Zu den Visaerleichterungen gehört eine breite Palette von Maßnahmen, die gemeinhin als Anreize für andere Abkommen ins Spiel gebracht werden. Möglich sind etwa die Reduzierung von Gebühren oder die leichtere Vergabe von Visa für Studierende, Piloten oder Geschäftsreisende.

Liberalisierungsabkommen zur schrittweisen Aufhebung der Visaplicht existieren beispielsweise mit Russland, Moldawien, der Ukraine und Georgien. Verhandlungen mit Armenien sind abgeschlossen, ein Vertrag mit Aserbeidschan wird angestrebt. Auch für Belarus wurde die EU-Kommission mit einem entsprechenden Verhandlungsmandat, ausgestattet. Gegenüber Regierungen wie der Türkei oder Marokko werden Visaerleichterungen genutzt, um den Abschluss sogenannter "Rückübernahmeabkommen" zu erreichen (Türkei wird Teil des EU-Abschiebebetriebs).

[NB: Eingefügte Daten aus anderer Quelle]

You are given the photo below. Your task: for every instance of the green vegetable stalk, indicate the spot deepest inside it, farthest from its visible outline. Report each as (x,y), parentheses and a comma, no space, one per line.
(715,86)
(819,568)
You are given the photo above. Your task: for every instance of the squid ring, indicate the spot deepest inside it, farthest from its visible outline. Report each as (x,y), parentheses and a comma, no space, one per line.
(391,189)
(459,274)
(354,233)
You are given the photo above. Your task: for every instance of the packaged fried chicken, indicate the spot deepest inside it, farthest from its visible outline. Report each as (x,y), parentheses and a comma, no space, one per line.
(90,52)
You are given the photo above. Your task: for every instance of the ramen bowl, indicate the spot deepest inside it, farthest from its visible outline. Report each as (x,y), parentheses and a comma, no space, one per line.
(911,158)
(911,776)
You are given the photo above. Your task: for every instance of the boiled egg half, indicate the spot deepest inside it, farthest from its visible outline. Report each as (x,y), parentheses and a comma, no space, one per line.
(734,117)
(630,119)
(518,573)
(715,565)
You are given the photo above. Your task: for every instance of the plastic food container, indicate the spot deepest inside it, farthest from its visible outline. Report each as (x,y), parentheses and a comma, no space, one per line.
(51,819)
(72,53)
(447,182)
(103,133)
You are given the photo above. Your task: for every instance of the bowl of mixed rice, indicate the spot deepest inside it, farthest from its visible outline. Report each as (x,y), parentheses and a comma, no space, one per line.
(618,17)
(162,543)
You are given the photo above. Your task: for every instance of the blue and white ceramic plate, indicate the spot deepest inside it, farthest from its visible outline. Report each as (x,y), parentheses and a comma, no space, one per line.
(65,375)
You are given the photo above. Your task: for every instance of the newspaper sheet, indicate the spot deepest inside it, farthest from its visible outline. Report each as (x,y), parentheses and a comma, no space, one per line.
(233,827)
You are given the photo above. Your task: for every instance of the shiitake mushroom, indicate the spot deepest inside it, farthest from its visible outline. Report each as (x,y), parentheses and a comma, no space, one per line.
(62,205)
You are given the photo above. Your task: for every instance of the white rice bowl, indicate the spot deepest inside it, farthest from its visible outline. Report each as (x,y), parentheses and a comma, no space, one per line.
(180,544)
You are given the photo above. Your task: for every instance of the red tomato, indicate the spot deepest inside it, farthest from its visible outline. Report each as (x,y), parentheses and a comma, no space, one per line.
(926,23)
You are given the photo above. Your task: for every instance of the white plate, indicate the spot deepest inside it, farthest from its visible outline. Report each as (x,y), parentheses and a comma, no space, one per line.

Länder wie Serbien und Mazedonien profitieren von einer vollständigen Visabefreiung, wie sie auch von der Föderation der Emirate angestrebt werden. Die EU führt hierzu eine Negativ- und eine Positiv-Liste. Seit einem Jahr bemüht sich die Regierung in Abu Dhabi zusammen mit 16 kleinen Inselstaaten des Pazifik und der Karibik um die Aufnahme in die Positiv-Liste. Das Land hat selbst Reiseerleichterungen für 33 westliche Staaten in Kraft gesetzt, wozu beispielsweise die umstandslose Visavergabe bei der Ankunft im Land gehört.

Im Falle der vollständigen Visaliberalisierung durch die EU verspricht die Regierung die gleichzeitige, reziproke Befreiung für Bürger der EU-Mitgliedstaaten. Sollte der Antrag keinen Erfolg haben, wird erst wieder 2014 über die Aufnahme in die Positiv-Liste verhandelt. Laut der Tageszeitung "The National" denkt denkt die britische Regierung über eine bilaterale Visabefreiung nach, die dann nur für beide Länder gültig wäre.

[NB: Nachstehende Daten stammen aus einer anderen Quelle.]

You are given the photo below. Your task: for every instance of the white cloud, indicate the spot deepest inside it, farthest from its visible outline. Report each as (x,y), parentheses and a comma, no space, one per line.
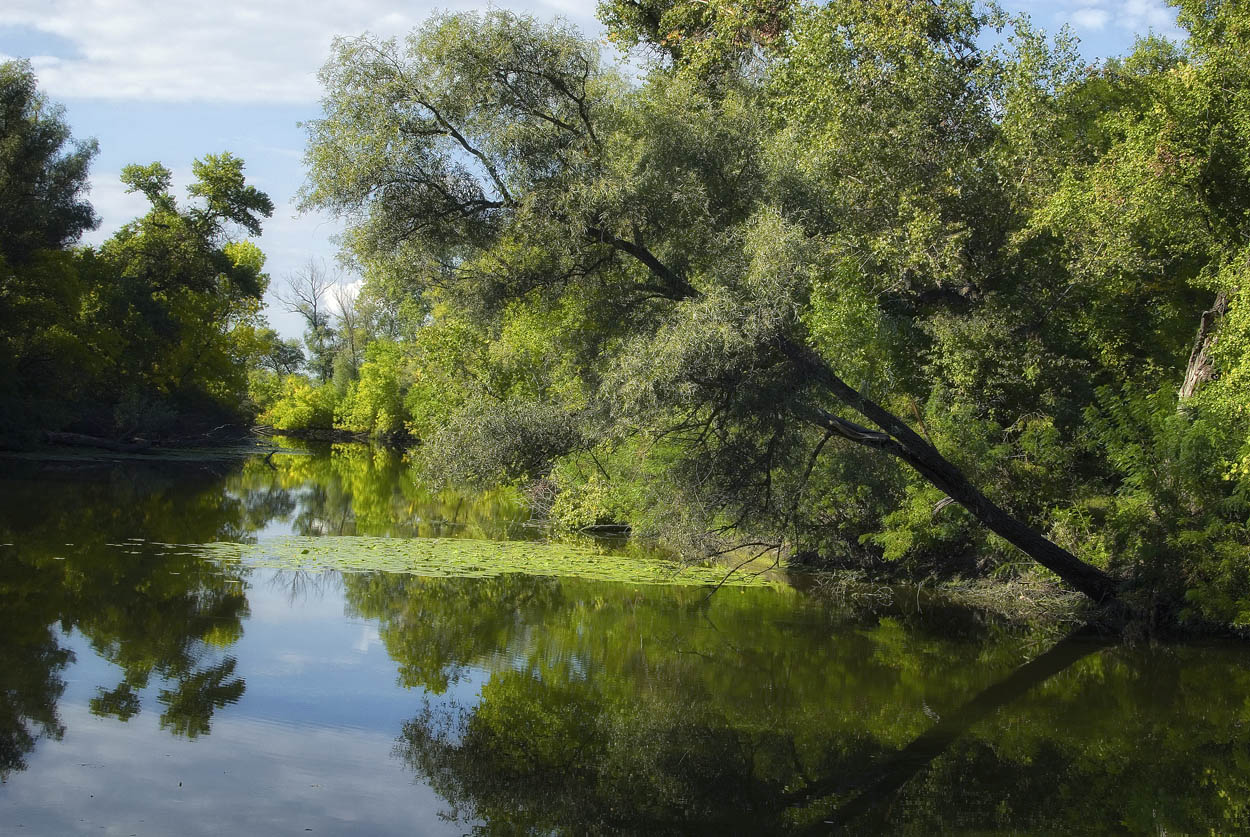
(114,204)
(229,51)
(1091,18)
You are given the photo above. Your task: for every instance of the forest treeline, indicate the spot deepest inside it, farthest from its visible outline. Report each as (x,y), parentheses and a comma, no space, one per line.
(858,284)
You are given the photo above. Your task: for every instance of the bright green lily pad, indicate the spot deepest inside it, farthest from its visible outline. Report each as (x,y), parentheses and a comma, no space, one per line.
(464,559)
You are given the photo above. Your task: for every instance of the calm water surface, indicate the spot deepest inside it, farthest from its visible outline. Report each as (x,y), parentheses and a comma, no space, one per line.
(149,692)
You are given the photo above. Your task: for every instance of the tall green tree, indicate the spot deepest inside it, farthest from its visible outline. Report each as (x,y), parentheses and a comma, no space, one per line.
(778,259)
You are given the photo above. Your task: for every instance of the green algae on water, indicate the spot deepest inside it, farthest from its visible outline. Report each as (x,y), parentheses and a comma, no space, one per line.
(463,557)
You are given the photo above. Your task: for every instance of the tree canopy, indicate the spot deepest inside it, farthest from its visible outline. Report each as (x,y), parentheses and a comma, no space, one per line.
(813,234)
(150,332)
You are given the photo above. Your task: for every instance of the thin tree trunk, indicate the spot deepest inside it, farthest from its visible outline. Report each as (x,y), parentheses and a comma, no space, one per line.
(899,440)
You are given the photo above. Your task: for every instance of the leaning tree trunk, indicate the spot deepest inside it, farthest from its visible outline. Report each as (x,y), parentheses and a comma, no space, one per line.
(1200,369)
(899,440)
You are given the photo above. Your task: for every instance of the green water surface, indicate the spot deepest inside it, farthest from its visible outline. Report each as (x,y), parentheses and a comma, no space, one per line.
(315,643)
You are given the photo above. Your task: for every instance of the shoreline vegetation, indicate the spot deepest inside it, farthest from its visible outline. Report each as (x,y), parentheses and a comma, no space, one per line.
(830,282)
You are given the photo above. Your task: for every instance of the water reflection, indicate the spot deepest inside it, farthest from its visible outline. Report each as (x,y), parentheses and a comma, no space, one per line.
(361,490)
(568,706)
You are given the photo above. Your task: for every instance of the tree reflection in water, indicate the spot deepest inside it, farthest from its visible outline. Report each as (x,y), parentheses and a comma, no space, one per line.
(615,711)
(608,707)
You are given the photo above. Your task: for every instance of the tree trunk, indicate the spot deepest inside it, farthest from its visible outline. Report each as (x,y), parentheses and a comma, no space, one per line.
(1200,369)
(899,440)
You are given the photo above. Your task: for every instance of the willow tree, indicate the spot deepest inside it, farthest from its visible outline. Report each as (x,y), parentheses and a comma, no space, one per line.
(781,249)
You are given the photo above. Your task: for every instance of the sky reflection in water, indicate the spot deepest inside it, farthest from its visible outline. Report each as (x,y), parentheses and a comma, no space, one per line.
(231,700)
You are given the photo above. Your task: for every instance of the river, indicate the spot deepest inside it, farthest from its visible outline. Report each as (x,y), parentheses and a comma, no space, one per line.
(204,645)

Doch selbst wenn die Initiative gelänge, würde die bürokratische Prozedur wohl mehrere Jahre dauern: Zunächst muss die EU-Kommission einen Vorschlag machen, der dann vom Parlament und dem Rat der Europäischen Union abgestimmt wird. Sofern die EU-Kommission gegen den Antrag der Vereinigten Arabischen Emirate votiert, müssen die Regierungen aller 27 EU-Mitgliedstaaten zustimmen. Ansonsten reicht eine qualifizierte Mehrheit.

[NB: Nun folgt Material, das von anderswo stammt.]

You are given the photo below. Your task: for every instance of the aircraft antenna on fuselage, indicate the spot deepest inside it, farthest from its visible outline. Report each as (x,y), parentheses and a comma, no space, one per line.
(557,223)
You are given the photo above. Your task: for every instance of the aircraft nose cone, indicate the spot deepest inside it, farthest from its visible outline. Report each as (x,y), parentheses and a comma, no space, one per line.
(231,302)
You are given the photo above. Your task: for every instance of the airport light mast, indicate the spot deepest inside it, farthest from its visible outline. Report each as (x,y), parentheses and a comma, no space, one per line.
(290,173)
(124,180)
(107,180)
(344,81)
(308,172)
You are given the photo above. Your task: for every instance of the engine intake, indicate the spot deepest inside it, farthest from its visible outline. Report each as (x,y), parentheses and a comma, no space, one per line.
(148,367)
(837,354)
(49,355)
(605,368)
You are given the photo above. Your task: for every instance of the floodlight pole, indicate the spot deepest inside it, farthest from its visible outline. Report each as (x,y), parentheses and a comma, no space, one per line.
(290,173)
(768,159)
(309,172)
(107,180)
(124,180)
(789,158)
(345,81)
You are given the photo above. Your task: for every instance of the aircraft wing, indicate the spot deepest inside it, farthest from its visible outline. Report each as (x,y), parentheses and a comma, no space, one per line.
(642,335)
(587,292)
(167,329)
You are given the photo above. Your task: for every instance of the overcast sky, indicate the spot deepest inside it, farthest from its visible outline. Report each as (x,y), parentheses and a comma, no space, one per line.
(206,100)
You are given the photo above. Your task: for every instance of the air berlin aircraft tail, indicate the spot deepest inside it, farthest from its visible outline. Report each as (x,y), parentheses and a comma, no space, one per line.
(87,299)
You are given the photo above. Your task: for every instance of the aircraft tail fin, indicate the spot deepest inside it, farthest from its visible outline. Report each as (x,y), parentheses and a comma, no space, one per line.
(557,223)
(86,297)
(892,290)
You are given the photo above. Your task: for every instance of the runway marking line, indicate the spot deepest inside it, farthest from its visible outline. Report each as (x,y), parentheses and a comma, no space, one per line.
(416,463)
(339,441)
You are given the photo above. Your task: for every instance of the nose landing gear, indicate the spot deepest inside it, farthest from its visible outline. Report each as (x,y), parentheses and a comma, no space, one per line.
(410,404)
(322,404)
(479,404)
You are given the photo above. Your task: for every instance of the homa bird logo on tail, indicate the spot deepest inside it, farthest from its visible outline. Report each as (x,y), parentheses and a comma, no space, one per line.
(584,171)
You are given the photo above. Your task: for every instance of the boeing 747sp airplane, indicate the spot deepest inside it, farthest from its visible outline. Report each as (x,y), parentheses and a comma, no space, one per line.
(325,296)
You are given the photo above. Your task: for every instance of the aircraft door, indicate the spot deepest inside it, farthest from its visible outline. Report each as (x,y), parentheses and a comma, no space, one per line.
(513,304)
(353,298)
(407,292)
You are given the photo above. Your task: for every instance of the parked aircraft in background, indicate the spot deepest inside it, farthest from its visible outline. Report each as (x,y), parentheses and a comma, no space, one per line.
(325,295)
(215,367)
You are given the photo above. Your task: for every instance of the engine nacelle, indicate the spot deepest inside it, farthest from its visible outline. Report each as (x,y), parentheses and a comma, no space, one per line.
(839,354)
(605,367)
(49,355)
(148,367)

Die Beschlussfassung im Parlament wird der "schwierigste Schritt", zitiert "The National" einen Diplomat der Föderation aus sieben Emiraten. Denn in Abu Dhabi weiß man, dass den EU-Parlamentariern die negativen Schlagzeilen zur Lage der Menschenrechte bekannt sind. Entsprechende Berichte wurden unter Beteiligung deutscher, italienischer und französischer Abgeordneter verfasst. Unbestrittene "Defizite" existieren in den Bereichen Frauenrechte, Religionsfreiheit und Meinungsfreiheit.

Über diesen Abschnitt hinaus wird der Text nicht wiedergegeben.